In one of the classes I'm teaching this semester, 14 of 17 students were also in one of my classes last semester - a class in which I used Canvas. On the first day of class this semester, when I mentioned that we would be using Sakai, there was an outbreak of grumbling among the students. "Why?!" they wanted to know. I explained that we had only a limited number of spots in our institution to pilot Canvas.

Still, I had gone to great lengths to set up my course in Sakai, more thoroughly than I had bothered to do in the past, trying to make it as useful for the students as Canvas had been last semester. When I showed them the first online quiz that was assigned for this week, someone pointed out that it didn't appear on the Calendar, even though the due date was specified in the published quiz. A mystery... temporary, I'm sure, as there is probably some preference that I set wrong when I created the quiz. Still, to be sure, I asked students if quizzes typically showed up on the Calendar for their other classes. My question was met with blank stares and hesitation, until one student spoke up and confessed that they didn't know... because they never used the Calendar in Sakai. They too found it useless.

In another class that I'm teaching, when I introduced the online quiz for the first week, I went over tips on how to avoid technological problems while taking a quiz in Sakai. I asked the students if they had ever experienced problems with online quizzes in Sakai.
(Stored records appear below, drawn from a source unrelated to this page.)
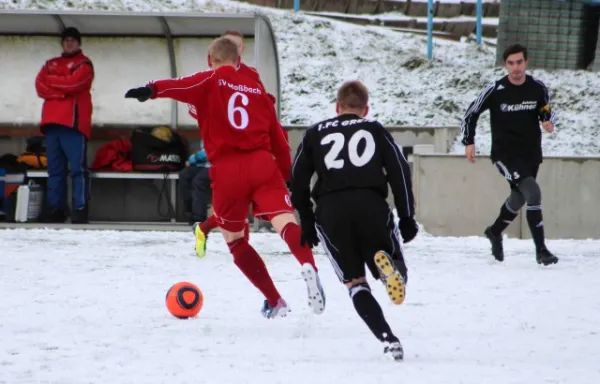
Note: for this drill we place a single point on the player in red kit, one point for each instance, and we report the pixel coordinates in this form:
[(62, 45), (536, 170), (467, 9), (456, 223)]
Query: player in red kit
[(201, 230), (250, 160)]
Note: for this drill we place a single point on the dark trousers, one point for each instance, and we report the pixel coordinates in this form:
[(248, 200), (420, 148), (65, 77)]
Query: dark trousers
[(66, 147), (352, 226), (194, 189)]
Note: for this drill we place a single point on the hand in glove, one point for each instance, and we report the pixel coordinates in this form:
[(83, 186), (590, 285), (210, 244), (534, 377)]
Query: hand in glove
[(408, 228), (309, 236), (141, 93)]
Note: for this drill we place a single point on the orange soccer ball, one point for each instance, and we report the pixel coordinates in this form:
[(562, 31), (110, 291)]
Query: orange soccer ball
[(184, 300)]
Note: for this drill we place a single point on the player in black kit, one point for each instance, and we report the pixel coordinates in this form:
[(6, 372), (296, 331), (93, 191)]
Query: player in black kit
[(517, 103), (355, 159)]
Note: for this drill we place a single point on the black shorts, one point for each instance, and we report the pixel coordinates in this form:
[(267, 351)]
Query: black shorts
[(352, 226), (516, 170)]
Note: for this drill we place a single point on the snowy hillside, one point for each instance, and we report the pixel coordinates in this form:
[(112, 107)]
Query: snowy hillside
[(317, 55)]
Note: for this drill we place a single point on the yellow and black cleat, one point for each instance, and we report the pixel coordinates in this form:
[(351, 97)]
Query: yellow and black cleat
[(200, 241), (391, 277)]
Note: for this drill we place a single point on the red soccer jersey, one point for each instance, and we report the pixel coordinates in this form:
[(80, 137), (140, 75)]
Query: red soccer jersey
[(234, 113)]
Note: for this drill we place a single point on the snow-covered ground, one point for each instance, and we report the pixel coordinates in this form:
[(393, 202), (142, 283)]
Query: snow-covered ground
[(317, 55), (88, 307)]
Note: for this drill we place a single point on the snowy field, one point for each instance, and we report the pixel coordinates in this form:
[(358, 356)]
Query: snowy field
[(317, 55), (88, 307)]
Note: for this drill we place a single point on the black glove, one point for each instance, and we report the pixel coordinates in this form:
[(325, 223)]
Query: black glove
[(408, 228), (309, 234), (141, 93)]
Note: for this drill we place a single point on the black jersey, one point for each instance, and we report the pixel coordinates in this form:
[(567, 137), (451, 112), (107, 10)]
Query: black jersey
[(347, 152), (515, 115)]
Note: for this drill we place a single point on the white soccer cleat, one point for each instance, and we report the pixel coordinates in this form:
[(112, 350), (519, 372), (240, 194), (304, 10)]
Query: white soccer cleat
[(316, 295), (280, 310)]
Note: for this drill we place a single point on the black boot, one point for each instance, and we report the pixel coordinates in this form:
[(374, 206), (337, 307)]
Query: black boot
[(80, 216), (545, 257), (496, 242)]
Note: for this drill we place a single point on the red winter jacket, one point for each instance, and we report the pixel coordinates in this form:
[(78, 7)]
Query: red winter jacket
[(64, 83), (115, 156)]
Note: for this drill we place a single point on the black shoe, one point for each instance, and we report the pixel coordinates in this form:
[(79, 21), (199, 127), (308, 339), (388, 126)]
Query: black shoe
[(496, 242), (543, 256), (55, 216), (80, 216)]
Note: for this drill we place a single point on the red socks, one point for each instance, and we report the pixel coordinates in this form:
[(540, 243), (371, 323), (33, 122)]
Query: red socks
[(291, 234), (254, 268)]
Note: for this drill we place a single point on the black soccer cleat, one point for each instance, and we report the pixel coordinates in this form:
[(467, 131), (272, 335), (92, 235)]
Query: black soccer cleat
[(496, 242), (394, 349), (545, 257)]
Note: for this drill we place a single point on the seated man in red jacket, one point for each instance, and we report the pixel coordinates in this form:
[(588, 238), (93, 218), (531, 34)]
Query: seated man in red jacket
[(64, 83)]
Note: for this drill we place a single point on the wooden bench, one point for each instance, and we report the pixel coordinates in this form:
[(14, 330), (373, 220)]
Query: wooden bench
[(171, 178)]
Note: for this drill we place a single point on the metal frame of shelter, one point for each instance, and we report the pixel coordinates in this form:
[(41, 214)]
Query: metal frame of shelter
[(145, 24)]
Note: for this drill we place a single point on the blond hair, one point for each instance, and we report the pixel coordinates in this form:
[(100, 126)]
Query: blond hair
[(233, 33), (223, 50), (353, 95)]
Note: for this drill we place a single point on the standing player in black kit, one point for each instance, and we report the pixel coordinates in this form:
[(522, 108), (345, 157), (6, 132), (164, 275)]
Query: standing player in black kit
[(517, 103), (354, 160)]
Well over half of the class raised their hands and shared their Sakai problems: Sakai froze in the middle of my quiz; the browser crashed; the question displayed incorrectly with parts of the questions wrapped into the answers; Sakai wouldn't save the results after I answered all the questions; it wouldn't let me select the answer I wanted...

What a contrast with my experience last semester with Canvas -- of 75 students in three classes using Canvas, I had only one student report a problem with a quiz (he took the quiz on his smart phone, and on one of the questions he was unable to select the answer he wanted).